Newburgh’s challenge to the NYVRA does not fall within the dilemma exception. Whatever might be said as to a municipality’s ability to bring an as-applied challenge, showing that it will be forced to take a course of action that is unconstitutional, Newburgh is pursuing a facial invalidity claim. . . . For a facial constitutional challenge, principles of “judicial restraint” (World Trade Ctr., 30 NY3d at 385) counsel strongly against permitting subordinate units of state government from using the judiciary to second-guess the wisdom of enacted legislation. A municipality’s authority to raise a challenge to a State law is at its lowest ebb when that challenge is a facial constitutional challenge, seeking to invalidate a statute in all possible applications, not merely because it allegedly placed the particular municipality in an allegedly untenable position. . . .
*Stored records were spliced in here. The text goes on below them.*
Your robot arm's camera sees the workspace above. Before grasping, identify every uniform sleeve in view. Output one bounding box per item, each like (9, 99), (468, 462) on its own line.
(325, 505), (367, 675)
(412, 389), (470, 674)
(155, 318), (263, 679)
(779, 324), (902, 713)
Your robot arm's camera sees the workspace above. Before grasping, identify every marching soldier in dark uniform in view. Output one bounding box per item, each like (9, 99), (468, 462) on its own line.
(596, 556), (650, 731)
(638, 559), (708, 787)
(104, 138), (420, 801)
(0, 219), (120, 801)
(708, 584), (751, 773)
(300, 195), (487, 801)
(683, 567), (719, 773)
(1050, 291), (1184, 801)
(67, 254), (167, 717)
Newburgh’s arguments about why we should hold that it meets a dilemma exception fail to persuade us. Newburgh has not shown that compliance with the NYVRA would force it into taking an unconstitutional action. The litigation has yet to even proceed to trial, making presently unknown: (1) whether Newburgh would face any liability; and (2) in the event it did, what a court would require it to do. The NYVRA’s vote-dilution provision leaves courts wide latitude in designing remedies, so that to prevail on its facial challenge, Newburgh would have to show that “every conceivable application” of the NYVRA—i.e., every possibly remedy a trial court could order—would force it to take an unconstitutional act . . . .
Newburgh contends that because, in its view, the NYVRA violates the U.S. Constitution, the Supremacy Clause overcomes New York’s bar prohibiting its subordinate local governments from suing it. Newburgh offers no authority for that novel proposition, which would authorize every local governmental entity to sue to challenge as unconstitutional any State legislation arguably affecting that subordinate entity. . . .
Newburgh argues that “any alteration of its race-neutral, at-large election system in order to comply with the NYVRA’s vote-dilution provisions would be unconstitutional.” But that contention, as explained by counsel at oral argument (see oral argument tr at 8-12), rests on the proposition that a mere finding of liability itself would place Newburgh in the position of violating the Constitution or obeying the order of the court—when there is no order of the court compelling it to do anything. And in any event, several of the potential remedies mentioned by the NYVRA to redress a finding of vote dilution—such as longer polling hours or enhanced voter education—cannot reasonably be described as alterations of an at-large election system.